KOMPAS/RATIH P SUDARSONO–Jiji Suhaiji (paling kiri) bersama beberapa guru dan siswa SMK Patriot Mandiri.
Buat Jiji, situasi itu tidak adil. Mereka yang kurang cerdas dan dari keluarga tidak mampu semestinya tetap mendapat kesempatan melanjutkan pendidikan. Berangkat dari keprihatinan itu, Jiji bersama kerabatnya berinisiatif mendirikan SMK yang ia namai SMK Patriot Mandiri di Desa Cimanggu, Kecamatan Cikembang, Kabupaten Sukabumi, pada 2015. Sekolah itu diperuntukkan bagi lulusan SMP dari keluarga tidak mampu yang terancam putus sekolah.

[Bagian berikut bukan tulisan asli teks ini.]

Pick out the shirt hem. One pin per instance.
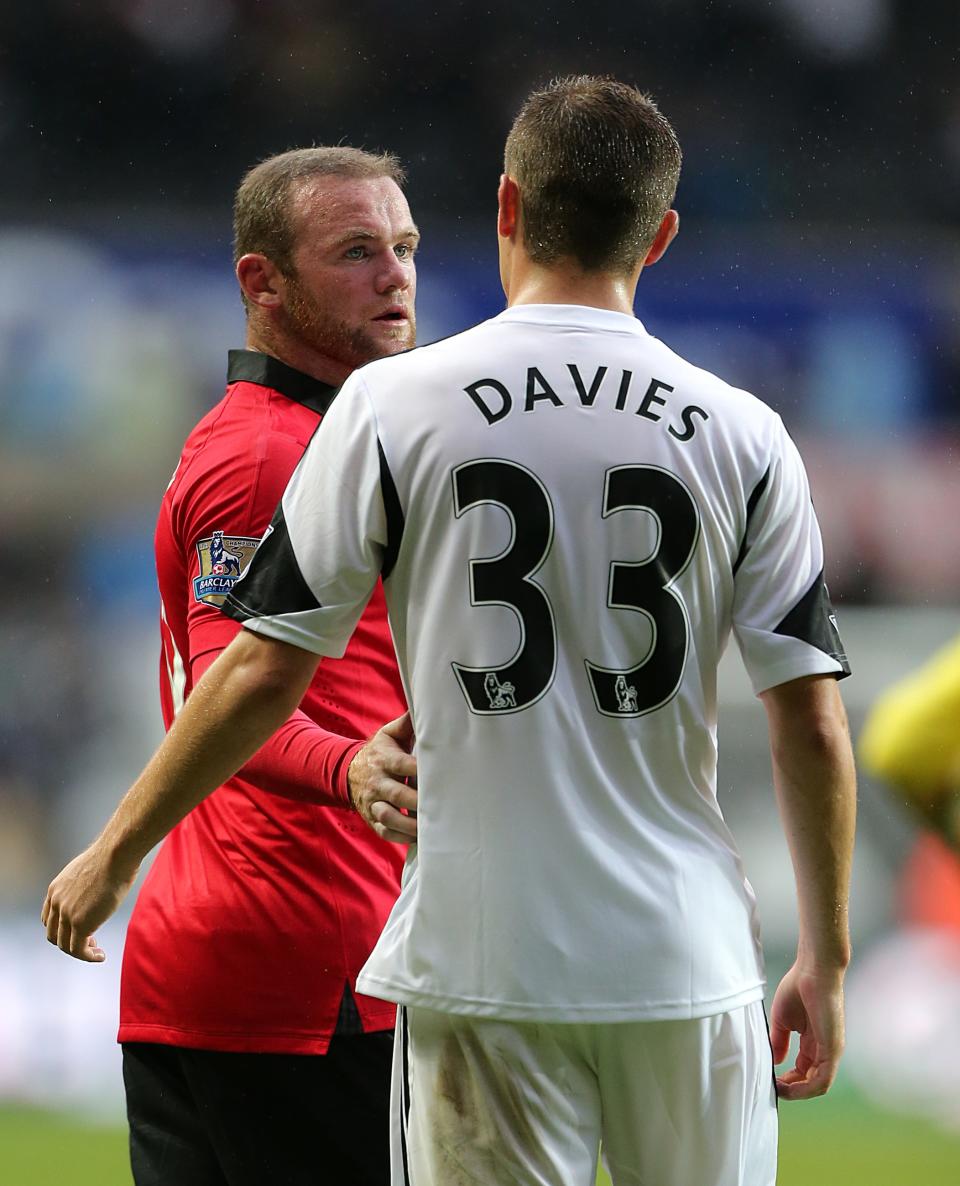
(246, 1043)
(573, 1012)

Untuk membangun sekolah itu, Jiji dan kerabatnya menyatukan tanah warisan sekitar 2 hektar dari orangtua mereka, Sudarman, dan mengibahkannya ke Yayasan Sudarma Patriot Mandiri selaku payung SMK Patriot Mandiri. Jiji juga berutang ke bank senilai Rp 100 juta dengan jaminan SK pengangkatannya sebagai ASN. Selain itu, ia menguras hampir semua tabungannya.

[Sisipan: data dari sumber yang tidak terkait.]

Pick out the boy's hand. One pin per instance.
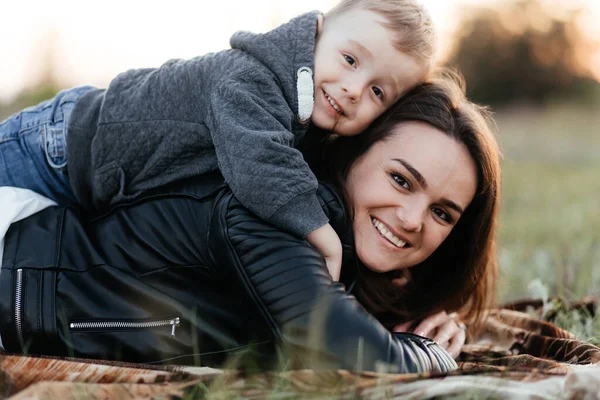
(327, 242)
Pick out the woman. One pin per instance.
(191, 276)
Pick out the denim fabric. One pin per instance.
(33, 147)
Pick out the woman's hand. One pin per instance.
(327, 242)
(446, 329)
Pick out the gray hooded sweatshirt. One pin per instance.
(236, 110)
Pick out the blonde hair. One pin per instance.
(408, 20)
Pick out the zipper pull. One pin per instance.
(174, 324)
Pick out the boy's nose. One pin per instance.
(353, 90)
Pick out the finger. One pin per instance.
(403, 327)
(456, 343)
(334, 267)
(446, 332)
(429, 324)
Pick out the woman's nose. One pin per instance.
(411, 218)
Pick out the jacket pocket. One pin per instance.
(104, 325)
(32, 311)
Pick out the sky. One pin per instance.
(90, 42)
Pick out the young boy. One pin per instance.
(242, 111)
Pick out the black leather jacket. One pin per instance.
(188, 277)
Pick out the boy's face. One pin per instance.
(358, 72)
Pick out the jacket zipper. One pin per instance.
(173, 322)
(19, 311)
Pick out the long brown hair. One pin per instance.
(461, 274)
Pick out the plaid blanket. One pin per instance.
(519, 354)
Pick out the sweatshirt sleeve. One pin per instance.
(316, 318)
(251, 128)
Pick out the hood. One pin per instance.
(287, 50)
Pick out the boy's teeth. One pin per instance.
(387, 234)
(335, 106)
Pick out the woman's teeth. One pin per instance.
(333, 104)
(387, 234)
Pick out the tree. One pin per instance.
(519, 52)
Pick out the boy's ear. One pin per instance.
(319, 23)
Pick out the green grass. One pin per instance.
(550, 214)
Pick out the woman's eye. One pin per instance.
(401, 181)
(442, 214)
(378, 92)
(350, 60)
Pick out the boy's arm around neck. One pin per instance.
(251, 126)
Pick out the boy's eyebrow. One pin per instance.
(360, 48)
(421, 179)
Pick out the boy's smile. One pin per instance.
(358, 72)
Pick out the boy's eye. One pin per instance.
(378, 92)
(442, 214)
(350, 60)
(400, 180)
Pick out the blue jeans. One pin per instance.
(33, 147)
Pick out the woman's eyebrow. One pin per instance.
(452, 205)
(416, 174)
(421, 179)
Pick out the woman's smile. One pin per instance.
(389, 237)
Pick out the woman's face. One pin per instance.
(407, 193)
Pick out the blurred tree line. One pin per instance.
(516, 51)
(520, 52)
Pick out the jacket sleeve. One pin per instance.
(307, 312)
(251, 127)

Setelah sekolah berdiri, ia menjaring siswa SMP yang tidak diterima di SLTA negeri dan orangtuanya tidak mampu menyekolahkan mereka di sekolah swasta. Untuk masuk ke SMK Patriot Mandiri, siswa tidak perlu membayar uang pangkal. Namun, saat itu SMK yang didirikan Jiji hanya mampu menerima sembilan siswa.

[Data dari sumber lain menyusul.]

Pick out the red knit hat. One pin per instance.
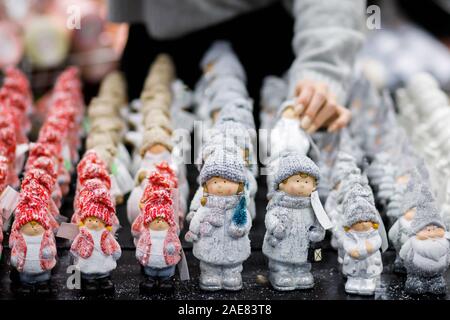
(156, 181)
(99, 210)
(168, 173)
(26, 213)
(41, 177)
(44, 163)
(32, 187)
(159, 205)
(94, 171)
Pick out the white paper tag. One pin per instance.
(115, 190)
(8, 202)
(123, 155)
(183, 119)
(67, 231)
(183, 268)
(124, 179)
(320, 213)
(21, 149)
(383, 235)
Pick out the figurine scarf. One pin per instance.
(282, 199)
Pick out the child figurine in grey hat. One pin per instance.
(401, 229)
(426, 254)
(219, 229)
(362, 242)
(292, 222)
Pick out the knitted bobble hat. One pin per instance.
(224, 165)
(291, 163)
(217, 49)
(156, 135)
(26, 213)
(232, 112)
(344, 165)
(95, 171)
(426, 214)
(98, 210)
(159, 205)
(359, 210)
(359, 191)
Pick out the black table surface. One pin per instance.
(327, 273)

Setahun kemudian, sekolah itu mendapat bantuan pembangunan USB (unit sekolah baru) berupa gedung dengan enam ruang kelas, 2 ruang labolatorium, dan 1 ruang kantor, yang total nilainya Rp 2,5 miliar. Sejak saat itu, siswa yang masuk ke SMK menjadi 87 orang.
Sekarang, siswanya mencapai 200-an orang. Mereka hanya dikenai SPP Rp 75.000 per bulan. Angka ini jauh dari SPP di sekolah swasta lain. Sampai sekarang, siswa tidak dipungut uang pangkal dan uang bangunan.
Pendirian sekolah tersebut dari awal memang tidak dimaksudkan untuk bisnis pendidikan, melainkan untuk memberikan akses pendidikan bagi anak-anak dari keluarga tidak mampu. Jiji membuktikan, mesti ia pulang kampung ke Sukabumi dengan status sebagai ”pengungsi” dari Poso, ia punya energi untuk membantu orang lain lewat dunia pendidikan.
Jiji Suhaiji
Lahir: Sukabumi, 6 Agustu 1968
Istri: Nopi Pahriawani
Anak: Lilis Roslina, Ispe Hidayat Sarip
Pendidikan:
SD Cimangu 3 Sukabumi (1981)
SMPN Warung Kiara Sukabumi (1984)
STM Pertanian Cibadak Sukabumi (1987)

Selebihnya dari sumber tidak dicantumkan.